Until Opening Day, a deal for Kevin Kiermaier will be another reason to question management unless it succeeds. But one bad month will sour some locals on him because they already prefer someone else. Translation: Fans demand more regardless. However, the top trade possibilities probably won’t be on new teams.        

If the Tampa Bay Rays’ swap doesn’t work, the Phillies may turn to less expensive options: Raimel Tapia, Randal Grichuk, Brett Gardner, Manuel Margot, Kevin Pillar, Danny Santana, Jarrod Dyson, Ramón Laureano, Víctor Robles and Max Kepler. And some aren’t better than in-house outfielders. Yes, not better!        
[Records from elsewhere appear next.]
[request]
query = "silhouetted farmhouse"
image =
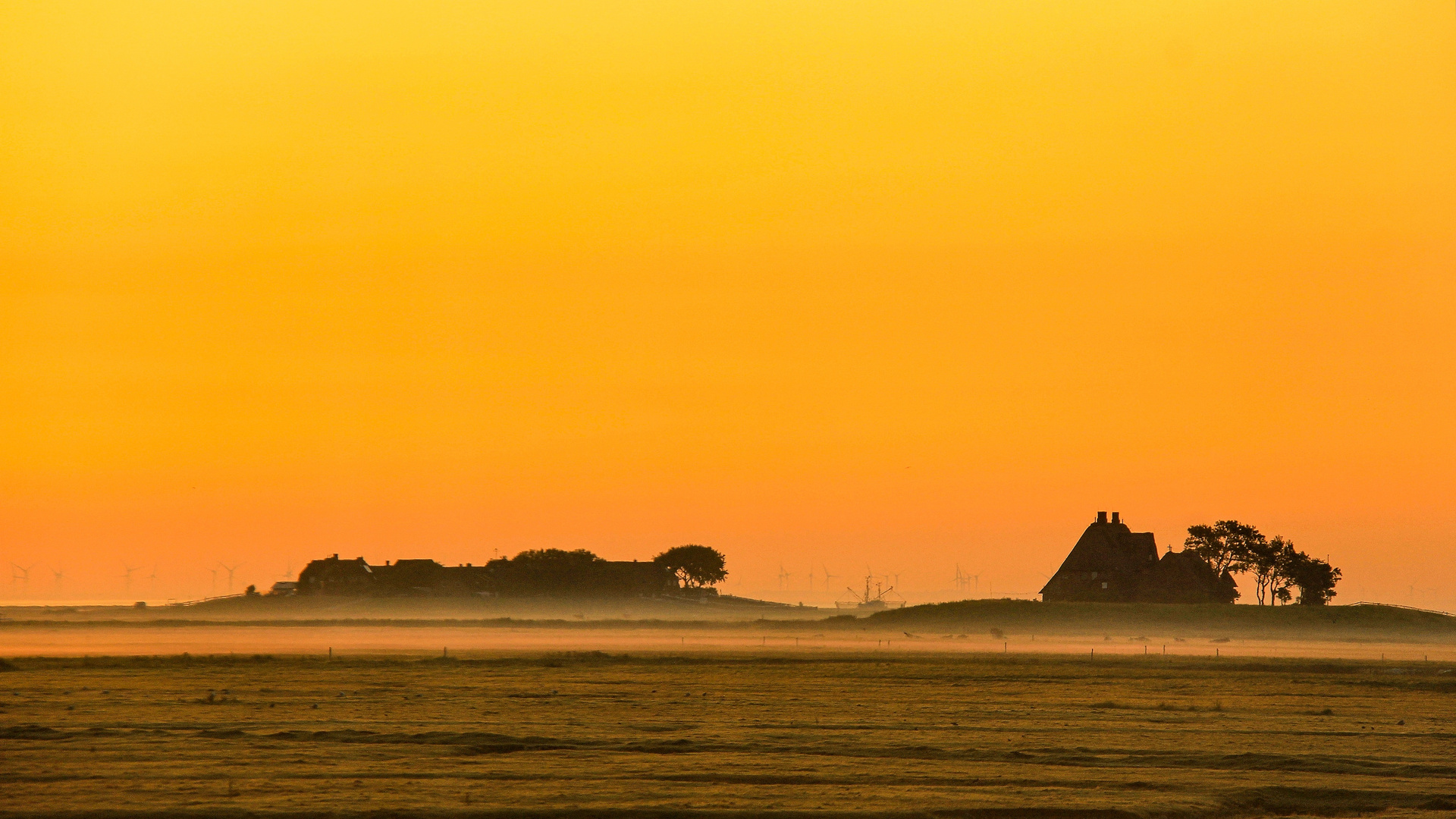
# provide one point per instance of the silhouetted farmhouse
(530, 575)
(1114, 564)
With two-years control, Keirmier, who averaged .259 in 2021, isn’t the top-shelf hitter the faithful prefer; but he would bat at the bottom of the lineup. And his $8.9 million AAV along with $18 million AAV for Schwarber would provide the Fightins with a leadoff hitter and a strong center field defender.  

So, $26.9 million AAV would put the red pinstripes $900 thousand AAV over the threshold with the ability to spend $4 million AAV for any March bargains. But some believe Kiermaier is injury-prone because he plays all out, although center field is a must defensive position for contenders.           
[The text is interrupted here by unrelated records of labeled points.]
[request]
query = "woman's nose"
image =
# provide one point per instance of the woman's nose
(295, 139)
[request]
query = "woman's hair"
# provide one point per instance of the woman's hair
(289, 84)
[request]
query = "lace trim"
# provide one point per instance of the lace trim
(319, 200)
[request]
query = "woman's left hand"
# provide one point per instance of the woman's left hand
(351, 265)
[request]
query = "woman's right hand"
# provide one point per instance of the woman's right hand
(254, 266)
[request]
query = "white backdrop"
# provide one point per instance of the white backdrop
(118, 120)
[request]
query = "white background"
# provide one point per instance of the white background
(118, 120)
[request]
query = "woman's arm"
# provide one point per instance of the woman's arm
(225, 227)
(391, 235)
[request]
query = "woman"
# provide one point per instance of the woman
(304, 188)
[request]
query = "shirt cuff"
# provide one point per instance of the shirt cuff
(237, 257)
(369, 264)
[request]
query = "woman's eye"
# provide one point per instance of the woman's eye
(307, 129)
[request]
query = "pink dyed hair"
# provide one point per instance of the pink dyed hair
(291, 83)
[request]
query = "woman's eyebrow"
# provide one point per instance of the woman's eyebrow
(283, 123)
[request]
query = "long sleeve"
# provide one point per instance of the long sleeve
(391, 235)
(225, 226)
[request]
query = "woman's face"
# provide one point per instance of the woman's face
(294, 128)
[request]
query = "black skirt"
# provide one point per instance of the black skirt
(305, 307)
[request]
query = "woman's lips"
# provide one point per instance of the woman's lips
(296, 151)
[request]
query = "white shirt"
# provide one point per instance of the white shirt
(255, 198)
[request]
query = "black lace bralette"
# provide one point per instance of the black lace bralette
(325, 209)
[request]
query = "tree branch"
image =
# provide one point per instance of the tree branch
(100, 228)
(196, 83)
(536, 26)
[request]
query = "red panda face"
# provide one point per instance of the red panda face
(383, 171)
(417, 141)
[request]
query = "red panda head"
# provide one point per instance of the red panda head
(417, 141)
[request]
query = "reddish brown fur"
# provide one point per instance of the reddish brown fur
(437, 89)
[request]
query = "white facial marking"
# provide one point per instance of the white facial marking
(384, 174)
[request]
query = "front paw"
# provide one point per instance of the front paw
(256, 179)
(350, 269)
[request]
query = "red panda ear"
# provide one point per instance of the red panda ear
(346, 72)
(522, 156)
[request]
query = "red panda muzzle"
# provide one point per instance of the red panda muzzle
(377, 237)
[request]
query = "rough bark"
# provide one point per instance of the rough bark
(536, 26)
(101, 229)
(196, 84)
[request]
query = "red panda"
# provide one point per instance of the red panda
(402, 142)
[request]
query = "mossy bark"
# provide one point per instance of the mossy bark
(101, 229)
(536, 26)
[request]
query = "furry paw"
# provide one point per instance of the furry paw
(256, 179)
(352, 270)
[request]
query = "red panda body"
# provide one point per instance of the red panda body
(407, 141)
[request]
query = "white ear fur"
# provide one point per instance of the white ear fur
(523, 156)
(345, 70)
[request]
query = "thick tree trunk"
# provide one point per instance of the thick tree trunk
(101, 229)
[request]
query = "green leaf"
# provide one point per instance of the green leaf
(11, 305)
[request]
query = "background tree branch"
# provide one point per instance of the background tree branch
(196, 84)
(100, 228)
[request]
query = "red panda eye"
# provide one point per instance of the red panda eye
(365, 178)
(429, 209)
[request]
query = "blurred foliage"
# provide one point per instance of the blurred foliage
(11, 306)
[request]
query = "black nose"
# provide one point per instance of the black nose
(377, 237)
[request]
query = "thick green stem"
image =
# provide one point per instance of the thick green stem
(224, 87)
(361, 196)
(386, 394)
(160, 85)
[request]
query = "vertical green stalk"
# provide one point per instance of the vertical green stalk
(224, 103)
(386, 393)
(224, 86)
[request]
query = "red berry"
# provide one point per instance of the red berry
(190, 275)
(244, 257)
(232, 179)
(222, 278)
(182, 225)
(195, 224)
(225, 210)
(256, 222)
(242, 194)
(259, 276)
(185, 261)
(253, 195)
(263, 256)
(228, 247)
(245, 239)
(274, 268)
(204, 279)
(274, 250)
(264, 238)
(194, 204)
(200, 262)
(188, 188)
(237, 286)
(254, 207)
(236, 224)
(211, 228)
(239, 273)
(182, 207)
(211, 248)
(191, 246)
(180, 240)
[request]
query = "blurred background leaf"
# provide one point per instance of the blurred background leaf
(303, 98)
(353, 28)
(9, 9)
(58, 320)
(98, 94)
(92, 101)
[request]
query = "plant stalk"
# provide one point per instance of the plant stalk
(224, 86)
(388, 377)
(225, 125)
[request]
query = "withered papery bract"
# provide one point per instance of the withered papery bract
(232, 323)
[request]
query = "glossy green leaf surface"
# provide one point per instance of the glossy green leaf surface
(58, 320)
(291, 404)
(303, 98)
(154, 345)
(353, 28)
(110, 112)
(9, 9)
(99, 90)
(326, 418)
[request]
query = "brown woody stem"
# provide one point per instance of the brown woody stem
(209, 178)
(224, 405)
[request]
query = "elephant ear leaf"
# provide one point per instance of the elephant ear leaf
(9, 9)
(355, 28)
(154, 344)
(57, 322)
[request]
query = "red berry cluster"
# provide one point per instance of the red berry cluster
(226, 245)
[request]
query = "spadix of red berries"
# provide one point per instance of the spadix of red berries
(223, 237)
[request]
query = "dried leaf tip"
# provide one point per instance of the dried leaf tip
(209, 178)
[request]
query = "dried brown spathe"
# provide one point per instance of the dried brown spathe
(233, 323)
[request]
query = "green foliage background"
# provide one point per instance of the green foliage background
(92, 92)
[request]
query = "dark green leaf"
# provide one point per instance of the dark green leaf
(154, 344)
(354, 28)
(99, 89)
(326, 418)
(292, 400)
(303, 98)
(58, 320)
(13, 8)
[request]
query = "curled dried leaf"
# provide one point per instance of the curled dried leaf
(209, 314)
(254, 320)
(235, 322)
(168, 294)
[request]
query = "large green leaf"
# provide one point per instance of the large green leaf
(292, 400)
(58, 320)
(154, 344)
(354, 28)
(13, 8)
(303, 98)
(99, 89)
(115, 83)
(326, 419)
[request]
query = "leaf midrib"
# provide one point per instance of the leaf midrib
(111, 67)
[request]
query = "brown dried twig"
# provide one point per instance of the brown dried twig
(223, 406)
From the Rays’ point of view, they want the Phils to take Kiermaier’s entire pact and receive a prospect with possibilities. But Dombrowski might prefer to absorb half of his salary with decent talent headed to Tampa Bay. Yes, dealing with the Rays is certainly a tug-of-war. 
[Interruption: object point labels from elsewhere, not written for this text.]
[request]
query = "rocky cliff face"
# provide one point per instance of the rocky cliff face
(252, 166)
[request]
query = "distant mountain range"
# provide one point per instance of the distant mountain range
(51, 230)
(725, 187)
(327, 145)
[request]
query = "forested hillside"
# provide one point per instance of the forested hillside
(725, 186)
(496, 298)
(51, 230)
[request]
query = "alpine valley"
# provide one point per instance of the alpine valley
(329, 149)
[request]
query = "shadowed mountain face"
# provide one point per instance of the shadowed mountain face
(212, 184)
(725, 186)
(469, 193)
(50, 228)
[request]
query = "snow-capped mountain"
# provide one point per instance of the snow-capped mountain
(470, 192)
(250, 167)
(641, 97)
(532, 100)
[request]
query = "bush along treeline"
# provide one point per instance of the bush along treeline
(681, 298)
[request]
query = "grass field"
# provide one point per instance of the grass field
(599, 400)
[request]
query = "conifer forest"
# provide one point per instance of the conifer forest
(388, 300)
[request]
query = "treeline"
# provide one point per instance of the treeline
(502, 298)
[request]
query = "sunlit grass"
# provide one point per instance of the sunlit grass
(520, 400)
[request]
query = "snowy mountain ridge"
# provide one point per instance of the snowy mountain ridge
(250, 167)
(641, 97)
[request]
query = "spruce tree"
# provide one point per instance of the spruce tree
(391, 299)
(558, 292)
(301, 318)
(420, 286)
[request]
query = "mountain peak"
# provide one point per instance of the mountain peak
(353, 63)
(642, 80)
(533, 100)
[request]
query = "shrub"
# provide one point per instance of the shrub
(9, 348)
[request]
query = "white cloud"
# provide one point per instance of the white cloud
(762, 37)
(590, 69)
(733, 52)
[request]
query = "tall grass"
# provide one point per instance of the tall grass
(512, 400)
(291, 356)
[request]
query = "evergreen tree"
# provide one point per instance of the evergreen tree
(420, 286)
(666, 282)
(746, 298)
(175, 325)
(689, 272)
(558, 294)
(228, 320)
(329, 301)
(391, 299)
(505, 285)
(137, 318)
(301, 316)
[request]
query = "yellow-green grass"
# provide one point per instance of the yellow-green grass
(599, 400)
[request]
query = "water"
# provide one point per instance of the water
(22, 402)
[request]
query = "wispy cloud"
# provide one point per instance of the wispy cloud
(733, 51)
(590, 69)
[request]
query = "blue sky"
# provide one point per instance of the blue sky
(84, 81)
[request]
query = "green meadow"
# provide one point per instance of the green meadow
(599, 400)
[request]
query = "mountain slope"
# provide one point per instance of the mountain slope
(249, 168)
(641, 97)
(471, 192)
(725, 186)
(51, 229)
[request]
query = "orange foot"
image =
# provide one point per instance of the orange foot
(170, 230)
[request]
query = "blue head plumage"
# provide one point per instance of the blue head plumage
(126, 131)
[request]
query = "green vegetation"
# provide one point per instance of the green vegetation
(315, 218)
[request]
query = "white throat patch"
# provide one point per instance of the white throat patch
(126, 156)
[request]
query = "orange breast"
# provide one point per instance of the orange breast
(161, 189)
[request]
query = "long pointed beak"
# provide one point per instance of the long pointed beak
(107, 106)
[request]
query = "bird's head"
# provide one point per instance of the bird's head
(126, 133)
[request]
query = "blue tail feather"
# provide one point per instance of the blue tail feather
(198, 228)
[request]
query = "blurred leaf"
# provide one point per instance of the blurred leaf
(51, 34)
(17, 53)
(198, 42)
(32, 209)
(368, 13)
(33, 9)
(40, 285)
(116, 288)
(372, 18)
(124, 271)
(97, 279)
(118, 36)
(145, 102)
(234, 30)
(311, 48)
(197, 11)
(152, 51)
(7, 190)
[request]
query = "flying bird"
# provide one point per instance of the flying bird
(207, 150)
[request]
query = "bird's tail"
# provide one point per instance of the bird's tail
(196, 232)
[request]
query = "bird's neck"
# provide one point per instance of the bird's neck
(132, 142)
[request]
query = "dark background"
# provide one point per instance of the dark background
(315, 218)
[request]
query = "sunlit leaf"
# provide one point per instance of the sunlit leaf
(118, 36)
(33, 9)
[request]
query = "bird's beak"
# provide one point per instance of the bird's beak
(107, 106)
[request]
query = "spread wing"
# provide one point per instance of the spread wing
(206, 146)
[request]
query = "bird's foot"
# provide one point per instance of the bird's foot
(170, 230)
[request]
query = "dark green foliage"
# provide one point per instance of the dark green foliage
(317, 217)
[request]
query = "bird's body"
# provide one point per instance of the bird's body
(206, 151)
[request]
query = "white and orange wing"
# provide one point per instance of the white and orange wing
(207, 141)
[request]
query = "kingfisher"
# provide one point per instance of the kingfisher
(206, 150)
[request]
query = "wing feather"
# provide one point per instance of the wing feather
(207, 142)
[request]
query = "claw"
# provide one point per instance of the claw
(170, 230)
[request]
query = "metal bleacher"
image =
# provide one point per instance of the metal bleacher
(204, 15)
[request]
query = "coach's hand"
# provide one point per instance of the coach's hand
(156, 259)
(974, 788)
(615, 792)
The middle ground is a Phillies top 20-30 organizational player with Tampa Bay eating half of Kiermaier’s contract. Unfortunately, this will be a battle for every single inch, and this is where experience negotiating will make a huge difference. But the worst part is some fans will quickly reject this trade if it happens.

Normally, a thumbs-down requires no research, effort or time: less than a minute. And it’s why articles with pie-in-the-sky predictions offer only temporary hope. However, variables (injuries, the pandemic, attendance and luck) mean three NL East rivals have a shot. Did everybody, realistically, predict the Atlanta Braves last April?